The official story out of Balch Springs, Texas last week was that a police officer had been forced to fire into a carload of black teenagers, killing a 15-year-old passenger, because the car was being driven in an "aggressive manner" toward the officer, giving him no choice but to defend himself.

Only after video evidence emerged did police officials alter their story. The new version acknowledges that no officer had been endangered, and that the vehicle had been moving safely away from police when the deadly shot was fired. Commendably, the officer who fired the fatal shot has been discharged and may face criminal prosecution.

The dead teenager was named Jordan Edwards.

"He was everybody's friend — his attitude and smile, everything was just contagious about him. He was excellent — 3.5 GPA, never in trouble, no attendance issues," Jordan's football coach said. "He was a kid that did everything right."

In Gwinnett County last month, police officers pulled over a black motorist for a traffic stop. After the motorist emerged from his car as ordered, with both hands raised, he was punched in the face. Later, when the motorist lay helpless on the ground, handcuffed, a second officer rushed up and stomped on his head.

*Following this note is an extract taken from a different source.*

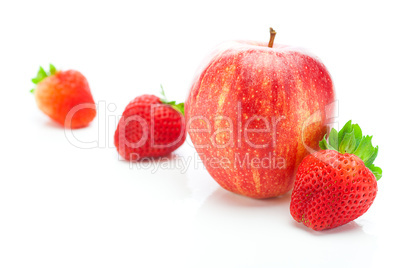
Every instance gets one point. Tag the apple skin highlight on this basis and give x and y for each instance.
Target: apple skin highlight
(248, 114)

According to initial police reports, neither incident happened. Only when cell-phone video evidence emerged did the police story change, forcing the firing of the two officers. To the credit of Gwinnett officials, both have since been charged.

And then of course there's the infamous, tragic case of Walter Scott, the 50-year-old black man shot down in his tracks by an officer in North Charleston, S.C.

That too was initially explained away as an official case of police self-defense, at least until a citizen video emerged documenting otherwise. Even with that evidence, a South Carolina jury failed to convict the officer, who this week agreed to plead guilty to a lesser charge.

In each of those cases, and in too many others, only video evidence allowed the official police version to be challenged, let alone disproved. Without that evidence, valid claims of police brutality and indiscriminate use of deadly violence would have been treated the same way they had been treated for decades -- whitewashed, condemned to echo as powerful oral history within the black community while the larger culture ignored them as urban myth.

Even now, only a small percentage of police/citizen interactions are videotaped, ensuring as a matter of mathematics that a lot of these cases continue to occur. For example, one of the officers involved in the Gwinnett brutality case had 67 previous use-of-force incidents on his record, several of which resulted in claims of excessive force. Only the existence of civilian video changed the outcome in the most recent case and got that cop off the street.

Here's my fear:

Summer is coming on, and with it an increased chance of such encounters. In the past, the U.S. Justice Department has served as a helpful arbiter in calming local outrage and ensuring that a fair investigation is carried out. I'm not sure that it's capable of playing that role any longer, or even has an interest in doing so.

Instead, U.S. Attorney General Jeff Sessions has made it clear that he has little sympathy for those concerned about excessive police violence. He has ordered a review of all consent decrees between the Department of Justice and local police departments -- decrees reached because the departments had demonstrated, proved problems -- with an eye toward freeing those agencies from federal oversight.

"(Such consent decrees) can reduce morale of the police officers," Sessions explained. "They can push back against being out on the street in a proactive way."

President Trump, elected in part by a white backlash, has also advocated a more aggressive, less patient approach to protests and civil unrest in the wake of police shootings, accusing groups such as Black Lives Matter of instigating assassinations of police officers.  That combative attitude regarding a very real and serious problem, in an already highly charged political environment, could prove to be an explosive combination in the summer of 2017.